Beispiel 4: Antimikrobielle Aktivität
[000137] Die antimikrobielle Aktivität von Komplexen mit entweder Bipyridin-, Phenanthrolin- oder Badophenanthrolin-Liganden wurde durch Bestimmung der minimalen Hemmkonzentration (MHK) gegen eine repräsentative Auswahl von Gram-positiven und Gram-negativen Bakterienstämmen untersucht. B. subtilis und zwei Stämme von S. aureus (WT und MRSA) dienten als Gram-positive Teststämme, während E. coli, A. baumannii und P. aeruginosa als Gram-negative Stämme ausgewählt wurden. Es wurden serielle Verdünnungen der Komplexe in Mueller Hinton-Flüssigmedium hergestellt und mit 5x 105 Bakterien pro ml inokuliert und bei 37 °C für 18 h inkubiert. Die niedrigste Konzentration, die das sichtbare Wachstum hemmt wurde als Minimale Hemmkonzentration definiert. Die erhaltenen MHK Werte sind in Abbildung 8 zusammengefasst.
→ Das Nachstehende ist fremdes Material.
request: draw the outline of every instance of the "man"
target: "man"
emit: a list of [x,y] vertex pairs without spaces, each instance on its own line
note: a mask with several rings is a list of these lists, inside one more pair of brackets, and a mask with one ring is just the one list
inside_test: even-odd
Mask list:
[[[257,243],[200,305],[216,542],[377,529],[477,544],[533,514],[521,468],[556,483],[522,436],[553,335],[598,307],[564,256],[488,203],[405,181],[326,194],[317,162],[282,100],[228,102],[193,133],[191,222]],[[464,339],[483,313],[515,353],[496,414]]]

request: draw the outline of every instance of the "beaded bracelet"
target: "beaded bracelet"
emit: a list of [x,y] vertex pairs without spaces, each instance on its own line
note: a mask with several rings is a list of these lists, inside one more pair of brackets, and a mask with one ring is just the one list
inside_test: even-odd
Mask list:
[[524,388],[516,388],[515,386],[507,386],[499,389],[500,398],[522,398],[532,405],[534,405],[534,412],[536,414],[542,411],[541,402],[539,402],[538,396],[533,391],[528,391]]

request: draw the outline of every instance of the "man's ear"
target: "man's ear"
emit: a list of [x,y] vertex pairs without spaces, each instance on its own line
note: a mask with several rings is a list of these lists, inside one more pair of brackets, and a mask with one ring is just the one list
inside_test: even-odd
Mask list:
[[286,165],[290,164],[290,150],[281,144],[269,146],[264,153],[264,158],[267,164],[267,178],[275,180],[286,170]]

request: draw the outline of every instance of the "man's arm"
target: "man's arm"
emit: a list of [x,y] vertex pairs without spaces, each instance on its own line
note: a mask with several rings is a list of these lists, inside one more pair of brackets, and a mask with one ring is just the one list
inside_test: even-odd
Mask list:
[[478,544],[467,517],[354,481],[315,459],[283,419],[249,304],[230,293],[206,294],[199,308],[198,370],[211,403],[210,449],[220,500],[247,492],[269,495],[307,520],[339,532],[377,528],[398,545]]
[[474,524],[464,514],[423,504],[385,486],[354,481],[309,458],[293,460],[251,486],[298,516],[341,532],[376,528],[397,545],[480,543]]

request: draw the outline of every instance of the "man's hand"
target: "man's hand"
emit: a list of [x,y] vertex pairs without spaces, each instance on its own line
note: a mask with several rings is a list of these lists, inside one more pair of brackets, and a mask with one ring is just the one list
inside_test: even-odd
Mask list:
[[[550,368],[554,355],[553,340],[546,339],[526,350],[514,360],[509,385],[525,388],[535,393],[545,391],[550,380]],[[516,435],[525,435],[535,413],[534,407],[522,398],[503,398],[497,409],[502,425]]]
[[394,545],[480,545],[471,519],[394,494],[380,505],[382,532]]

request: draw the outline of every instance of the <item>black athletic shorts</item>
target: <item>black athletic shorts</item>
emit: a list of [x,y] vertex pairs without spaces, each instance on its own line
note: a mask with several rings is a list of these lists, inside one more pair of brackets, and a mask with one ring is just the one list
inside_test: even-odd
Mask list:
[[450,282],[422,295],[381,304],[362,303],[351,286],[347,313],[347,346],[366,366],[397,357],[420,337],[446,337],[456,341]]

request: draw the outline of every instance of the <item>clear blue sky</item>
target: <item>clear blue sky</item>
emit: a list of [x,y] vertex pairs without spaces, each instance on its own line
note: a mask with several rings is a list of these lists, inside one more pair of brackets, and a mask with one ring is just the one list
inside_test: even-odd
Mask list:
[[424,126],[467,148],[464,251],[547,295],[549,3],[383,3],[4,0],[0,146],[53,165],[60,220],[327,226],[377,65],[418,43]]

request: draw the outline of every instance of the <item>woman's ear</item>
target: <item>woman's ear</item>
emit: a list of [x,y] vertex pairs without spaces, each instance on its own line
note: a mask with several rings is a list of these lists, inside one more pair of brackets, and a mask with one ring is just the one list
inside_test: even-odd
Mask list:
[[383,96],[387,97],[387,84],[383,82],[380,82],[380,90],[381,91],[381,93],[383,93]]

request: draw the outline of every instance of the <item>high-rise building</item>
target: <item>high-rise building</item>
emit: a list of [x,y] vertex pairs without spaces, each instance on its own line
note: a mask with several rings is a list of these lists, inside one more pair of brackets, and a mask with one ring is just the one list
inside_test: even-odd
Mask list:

[000138] Alle getesteten Verbindungen waren inaktiv gegenüber den getesteten Gram-negativen Bakterienstämmen. Die Komplexe zeigten aber eine Aktivität gegen die getesteten Gram-positiven Bakterienstämme mit MHK-Werten im sehr niedrigen mikromolaren Bereich. Ein allgemeiner Trend in der Reihe der Wirkstoffe ist eine Zunahme von Aktivität, wenn der Carben-Stickstoff-Substituent von H zu Benzyl (a<b) verändert wird. Die Trimethylbenzyl- substituierte Reihe (c) ist in den Fällen von 4c und 5 c unter den aktivsten Verbindungen in der Studie, wohingegen 7c weniger aktiv ist. Dies steht im Einklang mit der Hypothese, dass die Gesamtaktivität mit der Lipophilie korreliert. Auf der einen Seite kann die Aktivität der Verbindungen bis zu einem gewissen Grad durch Erhöhung der Lipophilie verstärkt werden (z. B. Reihe a<b, 4a<5a<7a und 4b< 5b<5c). Andererseits kann eine zu hohe Lipophilie zu einer verminderten Aktivität führen. Dies ist am deutlichsten für die Verbindungen der Serie 7 sichtbar, wo die Reihenfolge der Aktivität im Vergleich zu ihrer Lipophilie umgekehrt verläuft. Während 7c die lipophilste Verbindung ist, ist diese weniger aktiv als 7b und 7a (7c<7b<7a). Eine mögliche Erklärung kann die zunehmend schlechte Löslichkeit in wässriger Lösung sein. Es ist auch bemerkenswert, dass geringfügige Änderungen der Molekularstruktur (3 a / 4a) zu dramatischen Unterschieden in der Aktivität führen. Nicht überraschend ist anzumerken, dass die verschiedenen Modellstämme auf verschiedene Komplexe anders reagieren. S. aureus ATCC 3300 scheint den bathophenanthrolin-haltigen Komplexen (c) viel besser Stand halten zu können als die anderen Stämme.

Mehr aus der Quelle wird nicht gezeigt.